The fine folks over at Grantland are still plugging away, doing the Lord's work. Their latest conquest in their mission to uncover every unknown fact about every film that makes college bros laugh and hi-five between bong hits on their second-hand couch (with flipped over cushions because that animal, Bobby, still isn't house trained) is an oral history of The Hangover before The Hangover was cool, Swingers.

"There's nothing wrong with letting the girls know that you're money and that you want to to party." - Swingers

The fine folks over at Grantland are still plugging away, doing the Lord's work. Their latest conquest in their mission to uncover every unknown fact about every film that makes college bros laugh and hi-five between bong hits on their second-hand couch (with flipped over cushions because that animal, Bobby, still isn't house trained) is an oral history of The Hangover before The Hangover was cool, Swingers.

Unsurprisingly, Grantland's Alex French and Howie Kahn tap into the heartbreak and faux confidence that transformed Swingers from an independent box office bomb to a cult classic handcuffed to every recently single guy's wrist.

They talk to the unlikely screenwriter/star, Jon Favreau, the many stars of the film like Ron Livingston and Vince Vaughn, and somewhat random folks, like Favreau's neighbor at the time, Adam Scott. Arrrrre we having fun, yet?

The result is so money, baby.

Vaughn: The reading would always play phenomenally. We did this for over a year and would get huge laughs, great responses. But the business model was always a problem. You have a bunch of guys that don't really mean anything to Hollywood. Jon had done more than the rest of us, but wasn't a big enough name to open a movie. And they always felt the movie was funny but also very specific to out-of-work actors in Los Angeles. I think they all totally missed the universality of it: a guy dealing with a breakup and coming of age, taking a journey with a group of friends, and wanting to meet somebody to love. Everyone goes through it. And they wanted to replace me, Trent, with a woman.

Favreau: From that point on, we set out to try and really make the thing on our own with me attached as director.

Liman: My roommate, Nicole, had signed on to become Jon's producer. It was literally all around me when Jon and I traveled to Sundance together. He was trying to raise money and I had my own thing. Neither one of us had read the other one's project.
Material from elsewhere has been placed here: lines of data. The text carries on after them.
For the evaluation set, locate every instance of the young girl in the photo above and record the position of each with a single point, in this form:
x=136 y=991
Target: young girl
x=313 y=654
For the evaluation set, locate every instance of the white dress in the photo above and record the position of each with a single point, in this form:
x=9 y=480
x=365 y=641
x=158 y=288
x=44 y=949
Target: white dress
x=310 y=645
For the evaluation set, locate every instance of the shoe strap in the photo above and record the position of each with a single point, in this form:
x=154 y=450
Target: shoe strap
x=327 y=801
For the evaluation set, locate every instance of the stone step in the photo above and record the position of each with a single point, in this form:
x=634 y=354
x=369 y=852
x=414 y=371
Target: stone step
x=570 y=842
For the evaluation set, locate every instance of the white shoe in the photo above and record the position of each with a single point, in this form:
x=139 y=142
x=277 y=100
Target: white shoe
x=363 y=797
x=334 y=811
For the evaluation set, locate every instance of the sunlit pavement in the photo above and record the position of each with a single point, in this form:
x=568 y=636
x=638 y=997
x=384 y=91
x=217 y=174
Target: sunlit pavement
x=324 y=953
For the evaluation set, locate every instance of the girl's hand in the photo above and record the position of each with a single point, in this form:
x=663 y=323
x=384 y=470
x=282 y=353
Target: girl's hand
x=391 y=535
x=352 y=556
LaLoggia: Jon was crazed. We gotta do this right now. It was urgent. I mean he would not leave me alone.

Liman: Jon had been at Sundance, and there was a brief moment in time when Jason Priestley was flirting with the idea of playing the character that ultimately went to Vince. There was this [idea] that if Jason Priestley signed on, they could have raised a million and a half dollars, and they could've gotten the movie made.

LaLoggia: I started running numbers to figure out how little could we do it for — what does it look like if his friends are in it? All those crazy scenarios.

Liman: Jon started asking me a bunch of questions, because I had been to film school and I had made a bunch of short films and this straight-to-home-video movie. I still didn't have any real experience, but compared to somebody with none, I had answers. Finally, I was like "You know what? I should just read your screenplay. I can't answer these questions without reading it, so how about I just read it?" So I read the script and loved it. [Grantland]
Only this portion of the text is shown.